I went to Agra, India, on my last India trip. For the first time in 15 years, my wife was along, so of course we had to go see the Taj Mahal. But in the shadow of one of the wonders of the world, the image above is what I remember most.

A young girl, probably only 11 or 12 years old, sitting alone in the restaurant at my hotel.

I had seen her earlier in the day, too, out by the pool. Not swimming – not even wearing a swimsuit. Just sitting quietly, alone then, too, with one eye on a family splashing in the water.

I’m sure she didn’t know how to swim. But that wasn’t what kept her out of the water. Even though only a couple years separated her from the children in the pool – she was not welcome with them.

She was there to serve them.

Domestic servants are not uncommon in India. Many families have nannies or cooks or housekeepers. But this was a little girl. The same age as my own daughter. Working.


Not in school. Her parents probably couldn’t afford it. Her employer-family didn’t consider her worthy of it.

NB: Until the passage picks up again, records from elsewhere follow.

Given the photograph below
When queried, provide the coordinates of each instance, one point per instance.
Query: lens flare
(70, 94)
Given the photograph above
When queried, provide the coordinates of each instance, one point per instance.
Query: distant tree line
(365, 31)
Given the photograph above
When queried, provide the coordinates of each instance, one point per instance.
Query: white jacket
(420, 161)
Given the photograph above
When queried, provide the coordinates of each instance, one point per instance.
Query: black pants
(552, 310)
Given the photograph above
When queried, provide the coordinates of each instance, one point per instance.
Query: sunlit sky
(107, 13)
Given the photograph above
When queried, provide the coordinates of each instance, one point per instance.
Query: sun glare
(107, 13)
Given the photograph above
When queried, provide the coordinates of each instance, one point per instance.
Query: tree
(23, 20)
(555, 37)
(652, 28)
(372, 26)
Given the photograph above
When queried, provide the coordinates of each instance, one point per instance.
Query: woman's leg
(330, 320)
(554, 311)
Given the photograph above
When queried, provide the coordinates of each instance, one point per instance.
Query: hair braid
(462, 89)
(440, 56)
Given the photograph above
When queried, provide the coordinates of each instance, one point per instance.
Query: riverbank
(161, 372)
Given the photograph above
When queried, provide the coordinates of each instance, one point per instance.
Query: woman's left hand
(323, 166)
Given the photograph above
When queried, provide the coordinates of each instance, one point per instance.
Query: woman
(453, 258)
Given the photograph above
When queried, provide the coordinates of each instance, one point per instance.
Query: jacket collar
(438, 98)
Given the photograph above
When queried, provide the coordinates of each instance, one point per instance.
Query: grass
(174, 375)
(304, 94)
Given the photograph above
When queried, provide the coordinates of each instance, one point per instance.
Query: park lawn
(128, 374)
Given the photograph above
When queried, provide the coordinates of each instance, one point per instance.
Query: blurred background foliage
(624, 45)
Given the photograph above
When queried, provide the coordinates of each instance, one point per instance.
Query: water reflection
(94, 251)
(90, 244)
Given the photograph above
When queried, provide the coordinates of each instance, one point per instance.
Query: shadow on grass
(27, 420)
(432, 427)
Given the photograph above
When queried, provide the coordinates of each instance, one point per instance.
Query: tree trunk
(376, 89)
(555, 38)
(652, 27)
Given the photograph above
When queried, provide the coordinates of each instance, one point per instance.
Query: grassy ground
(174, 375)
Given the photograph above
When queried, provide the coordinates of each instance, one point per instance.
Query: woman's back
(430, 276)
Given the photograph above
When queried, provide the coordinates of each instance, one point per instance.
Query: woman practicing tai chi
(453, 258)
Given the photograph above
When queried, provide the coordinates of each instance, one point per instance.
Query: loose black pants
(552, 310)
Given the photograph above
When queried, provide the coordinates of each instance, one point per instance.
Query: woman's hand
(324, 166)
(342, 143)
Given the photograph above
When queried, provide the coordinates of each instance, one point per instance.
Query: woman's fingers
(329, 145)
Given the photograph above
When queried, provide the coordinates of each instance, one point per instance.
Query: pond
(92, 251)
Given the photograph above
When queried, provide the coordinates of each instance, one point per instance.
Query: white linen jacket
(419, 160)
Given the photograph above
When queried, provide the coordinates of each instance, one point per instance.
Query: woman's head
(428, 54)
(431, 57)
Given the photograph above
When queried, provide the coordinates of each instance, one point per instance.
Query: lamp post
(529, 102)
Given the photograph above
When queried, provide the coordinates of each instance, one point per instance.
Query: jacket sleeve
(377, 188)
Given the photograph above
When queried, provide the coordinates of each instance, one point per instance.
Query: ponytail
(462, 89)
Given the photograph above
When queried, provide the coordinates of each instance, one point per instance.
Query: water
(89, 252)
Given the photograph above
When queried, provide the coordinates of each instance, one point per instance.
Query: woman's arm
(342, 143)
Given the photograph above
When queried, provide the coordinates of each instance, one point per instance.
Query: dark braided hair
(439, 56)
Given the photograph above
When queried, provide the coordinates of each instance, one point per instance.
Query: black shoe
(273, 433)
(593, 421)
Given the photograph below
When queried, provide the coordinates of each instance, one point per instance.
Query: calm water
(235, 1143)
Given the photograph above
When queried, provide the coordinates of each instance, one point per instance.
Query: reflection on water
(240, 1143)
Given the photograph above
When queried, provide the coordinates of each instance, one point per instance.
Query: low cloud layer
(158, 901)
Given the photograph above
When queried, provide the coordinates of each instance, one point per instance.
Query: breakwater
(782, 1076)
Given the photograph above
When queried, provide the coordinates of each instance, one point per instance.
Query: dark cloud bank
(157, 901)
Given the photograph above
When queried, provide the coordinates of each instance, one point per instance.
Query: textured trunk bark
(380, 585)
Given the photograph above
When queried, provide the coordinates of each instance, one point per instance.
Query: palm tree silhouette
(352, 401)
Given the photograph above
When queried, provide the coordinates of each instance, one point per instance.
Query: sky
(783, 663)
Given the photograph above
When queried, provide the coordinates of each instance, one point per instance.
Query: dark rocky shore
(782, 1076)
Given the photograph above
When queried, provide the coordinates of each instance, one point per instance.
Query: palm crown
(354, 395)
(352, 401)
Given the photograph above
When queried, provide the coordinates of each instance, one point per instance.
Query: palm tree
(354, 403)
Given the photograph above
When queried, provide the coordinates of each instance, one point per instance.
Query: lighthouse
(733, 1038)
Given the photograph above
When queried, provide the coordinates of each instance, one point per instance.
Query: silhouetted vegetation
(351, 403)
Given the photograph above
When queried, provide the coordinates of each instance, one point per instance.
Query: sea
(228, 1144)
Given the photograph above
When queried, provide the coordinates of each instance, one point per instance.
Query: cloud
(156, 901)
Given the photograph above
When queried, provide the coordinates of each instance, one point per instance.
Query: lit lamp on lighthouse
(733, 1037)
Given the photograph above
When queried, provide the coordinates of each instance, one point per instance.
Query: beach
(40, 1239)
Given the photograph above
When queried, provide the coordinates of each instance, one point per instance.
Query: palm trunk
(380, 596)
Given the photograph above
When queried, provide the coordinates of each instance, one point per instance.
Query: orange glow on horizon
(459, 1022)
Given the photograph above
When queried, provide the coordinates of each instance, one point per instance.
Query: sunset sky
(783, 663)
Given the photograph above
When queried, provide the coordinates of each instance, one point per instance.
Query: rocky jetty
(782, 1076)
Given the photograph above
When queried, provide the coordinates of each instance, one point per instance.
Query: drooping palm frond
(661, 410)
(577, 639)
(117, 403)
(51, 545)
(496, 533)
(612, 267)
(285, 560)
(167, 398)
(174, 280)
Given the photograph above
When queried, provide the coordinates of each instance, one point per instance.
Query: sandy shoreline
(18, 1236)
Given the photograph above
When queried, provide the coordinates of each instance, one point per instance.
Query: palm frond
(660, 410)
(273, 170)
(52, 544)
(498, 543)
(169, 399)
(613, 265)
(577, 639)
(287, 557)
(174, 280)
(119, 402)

But the most striking thing about my photo from the restaurant is what you don’t see in it. You don’t see the rest of the family. Two tables away from her, just off camera. Laughing and eating and enjoying their time together.

But not her. She was kept apart.

Because of her caste, because of her poverty, even because of her gender – she has been told, over and over again, without using words: she is worthless.

And there are hundreds of millions of people in India, just like her, who have been pushed aside and told they are “less than.” Told that they were born into bad circumstances because of the past decisions in a former lifetime. Told that they deserve every bit of the bad they’ve received – or none of the good they’ve been denied. Told that their caste makes them unclean, uninvited, untouchable. Told that all of it is their fault and to just live with it.

And, for that matter, to die with it, too.

But that’s not the message of the Gospel. That’s not what God wants for us. And that’s not what God wants for that little girl in the restaurant.

We want to see India transformed by the love of Christ. But how often do we stop and think about what that means? We consider ourselves a church planting organization. But I don’t think a church on every hill is our ultimate goal. It’s the fruit that those churches produce: Groups of people, connected in Christ, loving God, loving one another, and loving their neighbors. Making life better now.

A while back I was talking with Todd (my boss, and Mission India’s president) about the social justice aspects of our ministry, and he said something I thought was spot on: “Social justice is the Kingdom of God.”

I love that.

The kingdom of God isn’t some faraway place, lined by streets of gold and floating in the clouds. It starts right here, right now. It’s the result of the church being the church. It’s why we do what we do. It’s why we partner with the amazing people we partner with. It’s why everything we do is rooted in the planting of churches. And it’s why we focus on India.

It’s the Good News. Especially for people who don’t know what good news looks like. And I hope someday, it’s good news made real for the little girl in the restaurant.